Autre terrain de jeu dans cette logique de transition énergétique : l'éolien en mer flottant. Pour l'heure, cette activité reste largement marginale et ne génère que très peu de revenus. De fait, le groupe d'ingénierie n'a remporté que des études (en Corée du Sud, en Espagne ou encore en Italie) qu'il espère transformer en projets. Pour s'imposer dans cette nouvelle compétition, l'entreprise mise sur sa technologie maison de flotteur pour éolienne. Elle a aussi investi dans une start-up espagnole, X1 Wind, dont le flotteur permet de s'affranchir d'un grand mât vertical. De quoi réduire considérablement le poids de la masse flottante, et donc, le coût de l'infrastructure. A termes, Technip Energies prévoit de monter à 100% dans le capital de la jeune pousse et espère que l'éolien flottant devienne stratégique pour le groupe à l'horizon 2030. « C'est le gaz qui va encore nous faire vivre pendant un certain nombre d'années », reconnaît-on toutefois en interne.

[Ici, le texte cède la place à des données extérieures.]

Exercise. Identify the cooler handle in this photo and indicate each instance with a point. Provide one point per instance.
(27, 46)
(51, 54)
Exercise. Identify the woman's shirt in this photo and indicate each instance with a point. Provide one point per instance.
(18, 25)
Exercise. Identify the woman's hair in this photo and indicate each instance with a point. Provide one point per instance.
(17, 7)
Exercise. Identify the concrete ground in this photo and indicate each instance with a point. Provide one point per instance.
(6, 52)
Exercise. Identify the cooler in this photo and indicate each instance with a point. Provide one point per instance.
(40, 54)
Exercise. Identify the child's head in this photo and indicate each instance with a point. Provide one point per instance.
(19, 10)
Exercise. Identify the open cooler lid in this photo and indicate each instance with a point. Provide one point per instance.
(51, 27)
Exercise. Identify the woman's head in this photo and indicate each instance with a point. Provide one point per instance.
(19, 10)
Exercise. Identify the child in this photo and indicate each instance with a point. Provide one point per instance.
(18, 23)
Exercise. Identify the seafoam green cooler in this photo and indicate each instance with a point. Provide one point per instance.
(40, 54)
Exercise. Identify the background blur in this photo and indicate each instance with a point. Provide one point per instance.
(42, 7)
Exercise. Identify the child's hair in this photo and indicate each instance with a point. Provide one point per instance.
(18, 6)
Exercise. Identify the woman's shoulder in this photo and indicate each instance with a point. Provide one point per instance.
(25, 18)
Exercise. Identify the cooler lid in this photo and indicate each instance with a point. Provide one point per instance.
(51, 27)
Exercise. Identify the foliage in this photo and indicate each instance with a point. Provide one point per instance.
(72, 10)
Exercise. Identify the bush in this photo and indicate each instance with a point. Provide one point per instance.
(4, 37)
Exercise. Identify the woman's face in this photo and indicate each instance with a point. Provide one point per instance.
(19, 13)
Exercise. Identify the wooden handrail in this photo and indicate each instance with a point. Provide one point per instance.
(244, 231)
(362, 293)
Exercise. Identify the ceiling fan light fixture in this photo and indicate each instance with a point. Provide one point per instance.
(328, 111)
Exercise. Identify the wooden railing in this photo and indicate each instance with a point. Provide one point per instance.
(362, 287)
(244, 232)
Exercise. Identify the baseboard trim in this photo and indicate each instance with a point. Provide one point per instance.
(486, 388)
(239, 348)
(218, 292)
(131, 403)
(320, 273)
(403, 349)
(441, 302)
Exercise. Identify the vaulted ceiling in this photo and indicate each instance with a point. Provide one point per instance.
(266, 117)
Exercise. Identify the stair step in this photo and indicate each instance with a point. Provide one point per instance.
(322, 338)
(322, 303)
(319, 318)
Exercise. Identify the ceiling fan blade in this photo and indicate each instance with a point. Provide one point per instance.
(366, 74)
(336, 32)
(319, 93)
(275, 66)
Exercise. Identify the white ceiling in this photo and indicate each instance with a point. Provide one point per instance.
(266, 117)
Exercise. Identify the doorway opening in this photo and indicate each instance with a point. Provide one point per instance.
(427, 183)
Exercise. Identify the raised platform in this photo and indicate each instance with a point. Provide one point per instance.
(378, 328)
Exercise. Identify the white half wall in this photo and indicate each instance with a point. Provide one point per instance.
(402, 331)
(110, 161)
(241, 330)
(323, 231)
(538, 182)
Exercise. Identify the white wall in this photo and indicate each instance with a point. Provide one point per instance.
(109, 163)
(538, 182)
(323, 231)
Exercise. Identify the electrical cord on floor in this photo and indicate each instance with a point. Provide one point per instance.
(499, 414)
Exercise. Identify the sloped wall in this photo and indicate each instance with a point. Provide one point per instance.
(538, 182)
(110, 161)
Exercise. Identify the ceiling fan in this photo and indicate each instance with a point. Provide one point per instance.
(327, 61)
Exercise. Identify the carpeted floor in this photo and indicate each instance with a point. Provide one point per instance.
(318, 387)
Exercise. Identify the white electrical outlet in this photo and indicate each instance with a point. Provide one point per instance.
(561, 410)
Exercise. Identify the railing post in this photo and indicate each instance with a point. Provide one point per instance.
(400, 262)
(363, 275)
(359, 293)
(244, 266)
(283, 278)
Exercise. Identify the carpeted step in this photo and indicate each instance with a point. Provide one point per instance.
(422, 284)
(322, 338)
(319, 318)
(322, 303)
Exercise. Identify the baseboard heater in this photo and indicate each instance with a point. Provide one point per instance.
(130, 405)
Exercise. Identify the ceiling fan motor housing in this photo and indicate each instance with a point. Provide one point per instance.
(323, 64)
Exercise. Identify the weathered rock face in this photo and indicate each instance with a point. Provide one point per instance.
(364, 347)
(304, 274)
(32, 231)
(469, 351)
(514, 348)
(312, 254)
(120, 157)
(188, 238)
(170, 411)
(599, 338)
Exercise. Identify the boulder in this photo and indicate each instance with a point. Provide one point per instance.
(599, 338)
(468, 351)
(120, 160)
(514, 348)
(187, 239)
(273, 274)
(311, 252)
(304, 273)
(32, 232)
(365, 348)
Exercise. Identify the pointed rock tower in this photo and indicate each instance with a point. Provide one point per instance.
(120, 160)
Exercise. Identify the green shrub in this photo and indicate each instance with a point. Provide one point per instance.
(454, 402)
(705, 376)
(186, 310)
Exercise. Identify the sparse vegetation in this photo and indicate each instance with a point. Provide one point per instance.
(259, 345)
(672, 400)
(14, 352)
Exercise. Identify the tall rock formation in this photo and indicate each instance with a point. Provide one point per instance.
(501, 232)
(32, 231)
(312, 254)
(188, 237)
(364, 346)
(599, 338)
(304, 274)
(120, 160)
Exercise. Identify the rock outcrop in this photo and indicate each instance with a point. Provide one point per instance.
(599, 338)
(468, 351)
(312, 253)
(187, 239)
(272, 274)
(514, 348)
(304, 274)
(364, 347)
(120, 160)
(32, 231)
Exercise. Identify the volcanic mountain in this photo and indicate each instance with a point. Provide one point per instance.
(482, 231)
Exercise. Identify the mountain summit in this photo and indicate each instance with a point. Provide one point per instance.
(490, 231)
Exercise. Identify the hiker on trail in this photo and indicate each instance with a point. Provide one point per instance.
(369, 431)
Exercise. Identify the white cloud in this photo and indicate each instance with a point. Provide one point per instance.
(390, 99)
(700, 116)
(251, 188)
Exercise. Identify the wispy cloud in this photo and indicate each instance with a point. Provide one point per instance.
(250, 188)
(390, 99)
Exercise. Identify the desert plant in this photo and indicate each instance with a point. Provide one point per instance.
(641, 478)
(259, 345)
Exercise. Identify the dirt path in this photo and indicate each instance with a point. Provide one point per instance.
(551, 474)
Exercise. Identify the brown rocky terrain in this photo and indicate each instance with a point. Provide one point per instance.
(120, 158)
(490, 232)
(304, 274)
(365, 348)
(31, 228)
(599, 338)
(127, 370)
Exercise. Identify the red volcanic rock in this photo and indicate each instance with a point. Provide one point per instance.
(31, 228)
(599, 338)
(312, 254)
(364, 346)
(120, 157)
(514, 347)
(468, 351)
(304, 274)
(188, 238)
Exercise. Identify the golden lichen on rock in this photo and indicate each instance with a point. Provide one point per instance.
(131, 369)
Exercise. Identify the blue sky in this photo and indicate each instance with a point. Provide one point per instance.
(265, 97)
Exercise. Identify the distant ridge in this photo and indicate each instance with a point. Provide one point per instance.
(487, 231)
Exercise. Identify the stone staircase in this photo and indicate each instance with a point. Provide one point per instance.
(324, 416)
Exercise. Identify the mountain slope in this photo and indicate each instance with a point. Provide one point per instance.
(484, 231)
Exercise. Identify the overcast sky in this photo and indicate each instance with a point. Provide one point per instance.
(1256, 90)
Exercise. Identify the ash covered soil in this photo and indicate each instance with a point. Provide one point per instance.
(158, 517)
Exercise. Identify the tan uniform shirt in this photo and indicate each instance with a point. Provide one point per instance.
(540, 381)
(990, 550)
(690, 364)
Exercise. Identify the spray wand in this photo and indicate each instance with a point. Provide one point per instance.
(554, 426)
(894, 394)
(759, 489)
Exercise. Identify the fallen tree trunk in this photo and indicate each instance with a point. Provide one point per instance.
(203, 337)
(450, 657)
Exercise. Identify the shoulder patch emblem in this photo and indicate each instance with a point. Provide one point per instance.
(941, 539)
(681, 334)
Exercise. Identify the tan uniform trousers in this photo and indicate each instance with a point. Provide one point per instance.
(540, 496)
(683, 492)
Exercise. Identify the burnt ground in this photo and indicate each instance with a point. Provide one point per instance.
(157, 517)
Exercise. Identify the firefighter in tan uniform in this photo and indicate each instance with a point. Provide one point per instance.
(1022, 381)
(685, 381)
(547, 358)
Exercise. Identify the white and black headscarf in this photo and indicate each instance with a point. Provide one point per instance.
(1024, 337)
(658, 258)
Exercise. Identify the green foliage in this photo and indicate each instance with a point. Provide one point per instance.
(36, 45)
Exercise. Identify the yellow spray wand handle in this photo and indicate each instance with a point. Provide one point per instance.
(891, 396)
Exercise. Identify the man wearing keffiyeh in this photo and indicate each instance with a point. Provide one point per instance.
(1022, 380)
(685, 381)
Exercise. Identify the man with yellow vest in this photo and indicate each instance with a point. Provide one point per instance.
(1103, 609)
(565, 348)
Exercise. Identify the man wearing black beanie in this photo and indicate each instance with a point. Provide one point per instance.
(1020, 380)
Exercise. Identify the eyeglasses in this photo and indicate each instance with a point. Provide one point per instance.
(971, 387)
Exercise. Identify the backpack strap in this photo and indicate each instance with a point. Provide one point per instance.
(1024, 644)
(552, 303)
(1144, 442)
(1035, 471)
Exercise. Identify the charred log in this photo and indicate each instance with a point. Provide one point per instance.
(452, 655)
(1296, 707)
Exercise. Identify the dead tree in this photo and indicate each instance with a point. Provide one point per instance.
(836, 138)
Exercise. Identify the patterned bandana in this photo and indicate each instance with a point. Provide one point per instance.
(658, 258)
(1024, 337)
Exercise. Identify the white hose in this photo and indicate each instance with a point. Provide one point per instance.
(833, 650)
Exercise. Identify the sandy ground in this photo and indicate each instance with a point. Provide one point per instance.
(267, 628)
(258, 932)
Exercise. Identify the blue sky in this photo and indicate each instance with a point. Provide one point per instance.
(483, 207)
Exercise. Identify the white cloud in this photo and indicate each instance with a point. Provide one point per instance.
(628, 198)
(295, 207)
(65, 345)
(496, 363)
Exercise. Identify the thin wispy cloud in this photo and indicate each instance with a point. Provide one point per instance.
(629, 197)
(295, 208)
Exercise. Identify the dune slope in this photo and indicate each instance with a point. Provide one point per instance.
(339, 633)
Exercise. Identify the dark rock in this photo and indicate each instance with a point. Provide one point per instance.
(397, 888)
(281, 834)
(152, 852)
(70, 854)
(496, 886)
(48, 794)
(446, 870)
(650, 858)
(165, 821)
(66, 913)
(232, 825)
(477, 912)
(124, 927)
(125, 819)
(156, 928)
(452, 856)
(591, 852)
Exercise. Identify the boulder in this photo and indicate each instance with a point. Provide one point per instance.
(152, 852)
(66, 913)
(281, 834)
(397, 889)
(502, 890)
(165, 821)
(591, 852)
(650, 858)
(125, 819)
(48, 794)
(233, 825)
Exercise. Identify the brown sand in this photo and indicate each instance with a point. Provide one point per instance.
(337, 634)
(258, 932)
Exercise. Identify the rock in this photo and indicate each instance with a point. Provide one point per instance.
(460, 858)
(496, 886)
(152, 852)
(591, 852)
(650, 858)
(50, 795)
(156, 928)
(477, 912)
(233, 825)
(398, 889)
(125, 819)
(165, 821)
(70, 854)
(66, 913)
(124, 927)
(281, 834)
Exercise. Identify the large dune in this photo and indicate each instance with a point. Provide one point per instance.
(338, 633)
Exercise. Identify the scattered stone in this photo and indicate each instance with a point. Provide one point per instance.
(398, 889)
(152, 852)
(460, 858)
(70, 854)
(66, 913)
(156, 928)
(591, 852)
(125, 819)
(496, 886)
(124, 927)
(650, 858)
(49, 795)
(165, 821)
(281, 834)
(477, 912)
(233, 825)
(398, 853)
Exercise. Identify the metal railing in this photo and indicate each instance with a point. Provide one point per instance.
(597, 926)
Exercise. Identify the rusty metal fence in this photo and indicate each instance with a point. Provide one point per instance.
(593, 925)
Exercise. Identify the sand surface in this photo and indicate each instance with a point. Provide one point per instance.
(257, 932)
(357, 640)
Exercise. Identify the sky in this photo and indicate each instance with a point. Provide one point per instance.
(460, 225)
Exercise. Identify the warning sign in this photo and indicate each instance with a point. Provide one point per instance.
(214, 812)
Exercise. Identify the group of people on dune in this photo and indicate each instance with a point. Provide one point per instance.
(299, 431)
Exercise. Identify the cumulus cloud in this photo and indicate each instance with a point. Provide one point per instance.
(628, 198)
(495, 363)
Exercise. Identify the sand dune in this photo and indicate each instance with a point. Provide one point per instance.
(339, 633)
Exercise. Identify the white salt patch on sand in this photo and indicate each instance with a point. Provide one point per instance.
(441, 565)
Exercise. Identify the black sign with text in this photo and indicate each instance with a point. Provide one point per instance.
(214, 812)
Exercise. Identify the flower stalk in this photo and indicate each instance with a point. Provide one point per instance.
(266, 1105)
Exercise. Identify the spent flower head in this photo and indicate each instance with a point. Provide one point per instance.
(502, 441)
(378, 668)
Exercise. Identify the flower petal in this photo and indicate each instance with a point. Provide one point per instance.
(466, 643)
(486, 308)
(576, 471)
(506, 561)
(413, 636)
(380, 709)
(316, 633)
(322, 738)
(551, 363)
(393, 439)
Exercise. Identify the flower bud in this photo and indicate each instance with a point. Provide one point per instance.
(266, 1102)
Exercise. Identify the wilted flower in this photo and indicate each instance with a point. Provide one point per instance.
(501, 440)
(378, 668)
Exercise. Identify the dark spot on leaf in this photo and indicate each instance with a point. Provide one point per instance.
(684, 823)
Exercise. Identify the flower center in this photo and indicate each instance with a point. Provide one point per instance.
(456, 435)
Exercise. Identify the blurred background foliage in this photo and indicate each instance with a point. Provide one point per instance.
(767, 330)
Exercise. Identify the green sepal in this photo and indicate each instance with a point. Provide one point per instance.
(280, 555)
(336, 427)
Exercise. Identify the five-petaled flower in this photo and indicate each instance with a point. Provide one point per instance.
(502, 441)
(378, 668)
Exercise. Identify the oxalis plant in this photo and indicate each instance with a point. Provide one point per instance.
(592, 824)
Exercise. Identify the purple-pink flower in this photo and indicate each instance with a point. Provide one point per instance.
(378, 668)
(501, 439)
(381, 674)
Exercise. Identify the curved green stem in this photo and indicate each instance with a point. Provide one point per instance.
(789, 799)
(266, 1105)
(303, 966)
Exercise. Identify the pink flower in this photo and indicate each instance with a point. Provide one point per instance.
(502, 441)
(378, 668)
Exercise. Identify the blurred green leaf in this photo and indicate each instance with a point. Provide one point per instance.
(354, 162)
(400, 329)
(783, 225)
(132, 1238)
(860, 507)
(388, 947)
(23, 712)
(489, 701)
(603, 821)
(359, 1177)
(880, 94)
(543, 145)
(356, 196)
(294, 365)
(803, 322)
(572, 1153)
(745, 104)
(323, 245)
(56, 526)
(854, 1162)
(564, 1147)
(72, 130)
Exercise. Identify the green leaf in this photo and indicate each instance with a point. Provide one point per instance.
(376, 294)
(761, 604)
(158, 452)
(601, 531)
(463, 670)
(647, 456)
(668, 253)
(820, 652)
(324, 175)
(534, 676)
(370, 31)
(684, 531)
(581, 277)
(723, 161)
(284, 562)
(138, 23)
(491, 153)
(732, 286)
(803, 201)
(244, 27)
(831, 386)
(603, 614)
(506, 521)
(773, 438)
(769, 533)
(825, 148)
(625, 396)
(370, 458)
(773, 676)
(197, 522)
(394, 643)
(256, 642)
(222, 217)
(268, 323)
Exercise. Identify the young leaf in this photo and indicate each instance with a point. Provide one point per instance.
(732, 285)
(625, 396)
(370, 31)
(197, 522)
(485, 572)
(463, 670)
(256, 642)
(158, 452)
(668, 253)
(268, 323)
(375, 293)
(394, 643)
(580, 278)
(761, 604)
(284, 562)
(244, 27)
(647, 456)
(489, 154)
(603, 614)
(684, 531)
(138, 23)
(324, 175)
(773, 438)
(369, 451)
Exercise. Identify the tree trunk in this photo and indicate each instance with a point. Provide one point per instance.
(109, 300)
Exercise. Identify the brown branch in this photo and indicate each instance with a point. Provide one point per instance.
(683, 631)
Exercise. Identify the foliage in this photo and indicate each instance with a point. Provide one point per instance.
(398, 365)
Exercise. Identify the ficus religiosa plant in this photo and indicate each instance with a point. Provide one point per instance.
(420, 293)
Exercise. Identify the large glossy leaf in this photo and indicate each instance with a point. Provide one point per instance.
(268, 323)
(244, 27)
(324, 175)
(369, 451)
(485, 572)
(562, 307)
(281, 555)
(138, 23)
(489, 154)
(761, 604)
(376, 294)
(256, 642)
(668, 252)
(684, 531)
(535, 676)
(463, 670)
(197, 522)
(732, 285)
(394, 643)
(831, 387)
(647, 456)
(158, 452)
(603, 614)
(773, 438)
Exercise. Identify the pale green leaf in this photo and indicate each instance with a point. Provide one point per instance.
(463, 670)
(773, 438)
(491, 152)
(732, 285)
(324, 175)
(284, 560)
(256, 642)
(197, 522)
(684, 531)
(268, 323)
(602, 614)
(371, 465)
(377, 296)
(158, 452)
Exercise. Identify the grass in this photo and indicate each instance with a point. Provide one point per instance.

Sortir d'une « sur-dépendance aux gros éléphants »

Cette diversification reflète aussi la volonté de Technip Energies de développer un modèle hybride reposant, d'un côté, sur des vastes projets à cycles longs et, de l'autre, sur des contrats plus courts basés sur ses propres technologies, produits et services regroupés au sein de la division TPS, laquelle a grossi de 45% en un an. « Cette division génère structurellement une marge opérationnelle proche ou à deux chiffres, bien supérieure à celle des grands projets, dont la marge avoisine les 5-7%, parfois 8% », explique un analyste financier.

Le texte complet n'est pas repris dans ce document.